Amy was a vet who wanted to retire at age 65 and live in comfort. She had some money in a personal pension. Alex was a physiotherapist with 18 years’ worth of a National Health Service pension. They were living in a big old house that needed constant repairs and improvements, which was becoming a drain on their finances and time. Amy was working full time plus running her own private limited company, and felt that she wasn’t spending enough quality time with her husband.

There wasn’t enough time for her passion for outdoor sports, and holidays were limited to the UK in a campervan, which they enjoyed but were keen to travel further afield with the children in the future.
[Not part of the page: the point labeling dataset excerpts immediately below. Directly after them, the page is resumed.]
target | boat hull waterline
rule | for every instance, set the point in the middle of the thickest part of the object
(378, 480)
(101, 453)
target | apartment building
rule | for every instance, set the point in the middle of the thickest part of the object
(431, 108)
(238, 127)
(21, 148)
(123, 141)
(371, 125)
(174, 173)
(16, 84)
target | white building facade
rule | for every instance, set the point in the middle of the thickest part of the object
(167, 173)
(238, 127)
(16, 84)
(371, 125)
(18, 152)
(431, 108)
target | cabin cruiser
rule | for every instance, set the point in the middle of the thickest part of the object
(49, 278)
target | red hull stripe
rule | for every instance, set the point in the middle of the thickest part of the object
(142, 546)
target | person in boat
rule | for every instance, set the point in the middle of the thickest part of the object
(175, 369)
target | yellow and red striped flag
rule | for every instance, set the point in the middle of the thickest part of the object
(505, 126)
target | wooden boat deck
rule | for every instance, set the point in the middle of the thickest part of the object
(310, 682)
They weren’t keen on the local state schools, so school fees for two young children were a big part of their plans.

Alex’s main priorities were to find a new job that was challenging and stimulating and to feel more financially secure. He was also keen to become thinner and fitter.

The plan

The sort of personal details provided by the couple at the initial meeting emerged as part of the life planning process, which focuses on what clients want from life, rather than just on their money. George Kinder, father of life planning, has a five-stage process called EVOKE (Exploration, Vision, Obstacles, Knowledge and Execution). Knowledge is the financial plan and Execution is the implementation of the financial plan, so it is the first three stages that make up life planning.
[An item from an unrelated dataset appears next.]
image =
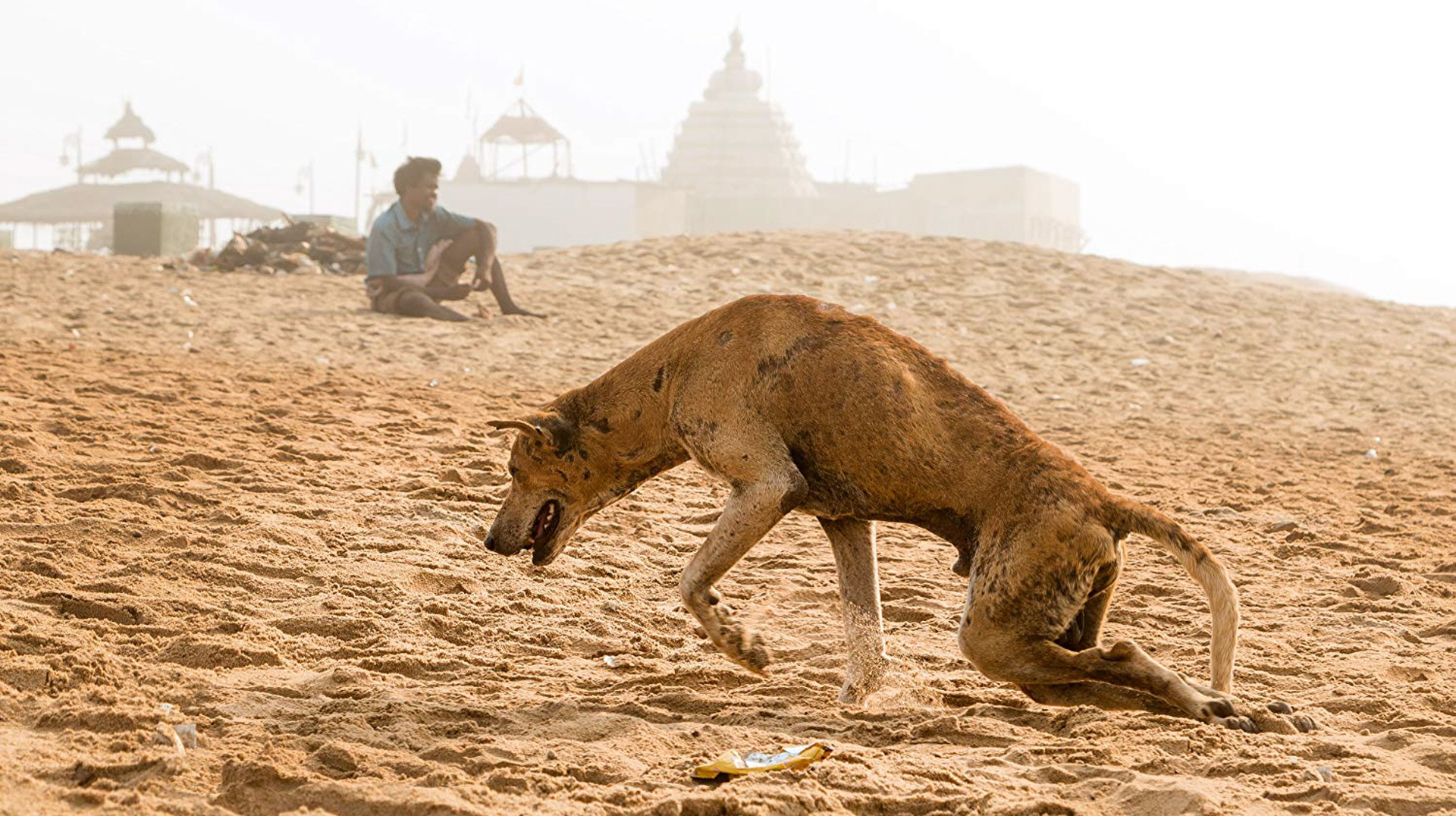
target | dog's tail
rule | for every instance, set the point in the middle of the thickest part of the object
(1223, 599)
I began by asking them if there was anything urgent they needed to achieve. A few answers about pensions and insurances came out. I then asked the more important question of “What would you like to see happen as a result of us working together?” and practised the art of active listening while the information came out. When they reached a natural pause, I kept quiet, allowing them time to reflect, which enabled them to soon pick up the narrative of identifying their life goals without interruptions from me.

Once I had a clear grasp of their life goals I moved on to their finances and established what we had to work with.

The second meeting was all about inspiring Amy and Alex about their dream future lives. George Kinder explains that life planning exercises, such as visualising the future under different scenarios with three questions, and deciding where you want to be within specific timeframes, help establish what is truly important to the client. Then the life planner’s job is to filter this information and feed it back to the client in the form of a statement that presents the client with a vision of their dream future life – Kinder calls this the ‘torch’ statement.

In Amy’s case, the statement became:

“If as a consequence of our work together, we were able to deliver to you a life where:

You have more quality time with your husband rather than him always being at the back of the queue behind the kids and your work.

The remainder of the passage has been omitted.